David Morrissey has said that he enjoyed his time working on Doctor Who and would gladly return to the programme if given the opportunity. The star appeared in 2008 Christmas special The Next Doctor, where he played a character who believed himself to be a Time Lord. Speaking at the press launch of the BFI London Film Festival, Morrissey told Digital Spy: 'I loved doing Doctor Who, I really did. In my total naivety I wasn't prepared for how mad it would get. People were camping out in my garden and so on. Russell [Davies] asked me to do this thing where it might be you, it might not be you, and I said "yes." He said "Don't tell anyone." I said, "Well, I'll tell my kids." He said, "No, don't tell your kids!" It was really weird. My kids were coming home from school saying, "Are you going to be Doctor Who?" and I said, "I can't say. Do your homework and I might tell you!" I was on breakfast TV and it was like being on Jeremy Paxman, they were really grilling me about it.' He continued: 'It was one of the happiest jobs I've ever done.
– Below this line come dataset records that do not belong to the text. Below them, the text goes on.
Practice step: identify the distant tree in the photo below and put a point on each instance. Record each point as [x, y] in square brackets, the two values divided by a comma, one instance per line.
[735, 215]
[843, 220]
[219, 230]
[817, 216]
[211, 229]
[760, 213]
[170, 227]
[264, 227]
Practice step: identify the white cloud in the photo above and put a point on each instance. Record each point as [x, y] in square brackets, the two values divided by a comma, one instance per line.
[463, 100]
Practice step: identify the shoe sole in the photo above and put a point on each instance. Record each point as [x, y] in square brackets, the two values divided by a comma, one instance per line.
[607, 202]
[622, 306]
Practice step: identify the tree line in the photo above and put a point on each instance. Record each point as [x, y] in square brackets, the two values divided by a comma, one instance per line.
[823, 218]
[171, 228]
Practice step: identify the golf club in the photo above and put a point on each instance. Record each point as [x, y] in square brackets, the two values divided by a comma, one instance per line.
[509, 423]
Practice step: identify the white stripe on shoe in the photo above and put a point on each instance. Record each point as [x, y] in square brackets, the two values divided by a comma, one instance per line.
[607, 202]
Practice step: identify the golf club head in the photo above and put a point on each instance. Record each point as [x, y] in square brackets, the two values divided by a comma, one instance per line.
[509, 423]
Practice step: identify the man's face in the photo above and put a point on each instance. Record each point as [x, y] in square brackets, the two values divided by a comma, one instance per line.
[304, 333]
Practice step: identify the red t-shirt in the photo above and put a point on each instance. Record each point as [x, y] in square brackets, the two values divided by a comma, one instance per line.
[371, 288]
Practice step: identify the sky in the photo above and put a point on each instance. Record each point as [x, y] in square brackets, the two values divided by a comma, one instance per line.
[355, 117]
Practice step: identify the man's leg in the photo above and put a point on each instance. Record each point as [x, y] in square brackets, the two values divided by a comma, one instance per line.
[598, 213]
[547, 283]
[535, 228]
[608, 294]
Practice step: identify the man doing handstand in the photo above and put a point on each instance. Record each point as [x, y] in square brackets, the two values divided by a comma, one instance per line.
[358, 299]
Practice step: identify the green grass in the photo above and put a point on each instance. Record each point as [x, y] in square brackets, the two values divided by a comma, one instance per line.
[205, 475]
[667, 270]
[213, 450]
It's so well run down there and I also had the pleasure of working with David [Tennant] again. We were somewhere, and I got out the car and it was like being a member of Take That. There were thousands of people. People shouting, screaming at him. David takes on the role of the Doctor not just as his character... He does the whole thing. Signing photographs, people bringing their kids to set, stuff like that. He really embraced the whole ambassadorial thing about being Doctor Who. I loved working with him, he was great.' Morrissey added: 'We filmed the Christmas special at the end of an eight-month run for him. He was first man on set, always making sure everyone's alright. I was full of admiration for him. So if they wanted me to do it again I'd be well up for it.'

An estimated twenty five million adults in the UK have been injured while eating during a tea or coffee break - with at least five hundred landing themselves in hospital, a survey has found. Injuries range from being scalded by hot tea or coffee while dunking to breaking a tooth while eating biscuits, reports the Daily Telegraph. The custard cream was found to be the worse offender. It beat the cookie to top a table of fifteen generic types of biscuit whose potential dangers were calculated by The Biscuit Injury Threat Evaluation. Custard creams get a risk rating of 5.63, this compared to just 1.16 for the humble Jaffa cake, which was the safest biscuit of all in the evaluation. Except, of course, that Jaffa cakes are not biscuits - as McVitie went to court to prove. Research company Mindlab International were commissioned by Rocky, a chocolate biscuit bar, to conduct the research. It found almost a third of adults said they had been splashed or scalded by hot drinks while dunking or trying to fish the remnants of a collapsed Digestive or Rich Tea. It also revealed that twenty eight per cent had choked on crumbs while one in ten had broken a tooth or filling biting a biscuit. More unusually, three per cent had poked themselves in the eye with a biscuit and seven per cent had been bitten by a pet or 'other wild animal' that was trying to get their biscuit. Aye. A tiger nearly had it away with my bourbon cream one time. I was just sitting there minding my own business, watching The ONE Show when this tiger appeared out of nowhere and went for me biccy. I was well-startled.